Sabir entró en la cueva y, siguiendo el hilo de luz de la linterna, llegó junto a Almásy. Una vez reunidos, contempló detenidamente las figuras que le mostraba Abu Ramba.

—Es una cueva magnífica. Hay muchos tipos de animales y grupos de cazadores, pero nunca había visto figuras como estas. ¿Qué te parecen?

—Están nadando, Abu Ramba —contestó Sabir.

—Nadando... —repitió Almásy—. Sí, ¡están nadando!

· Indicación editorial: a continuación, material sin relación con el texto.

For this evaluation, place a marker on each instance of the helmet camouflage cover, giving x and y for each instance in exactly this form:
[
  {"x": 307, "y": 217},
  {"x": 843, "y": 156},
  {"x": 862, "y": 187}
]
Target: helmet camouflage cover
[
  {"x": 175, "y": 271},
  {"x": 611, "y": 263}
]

Después de hacer varios dibujos y algunas fotografías, Almásy y Sabir montaron en el coche y emprendieron el camino de vuelta al campamento junto a sus compañeros. Almásy ya no estaba disgustado por no haber podido encontrar el ejército perdido de Cambises. Había recibido a cambio un regalo inesperado.

Agua en el desierto

Desde el primer momento, resultó llamativo que en la cueva hubiera representaciones de animales que, dada su extrema aridez, no habitan en esta parte del planeta, por lo que algunos científicos creían que las pinturas eran obra de nómadas venidos del sur de África, donde sí existían zonas ricas en agua con esa fauna. Sin embargo, Almásy propuso una atrevida teoría. Según él, varios miles de años atrás, aquel lugar había sido un vergel en el que el agua era abundante y sí había existido esa increíble fauna. En los últimos 10 000 años, el Sáhara había sufrido un profundo cambio climático que había convertido un vergel en un desierto inhabitable, y los autores de aquellas pinturas habían emigrado hacia el valle del Nilo, donde habían contribuido al nacimiento de la civilización faraónica. En el momento del descubrimiento, la teoría de Almásy pareció descabellada, pero ahora sabemos que posiblemente estaba en lo cierto.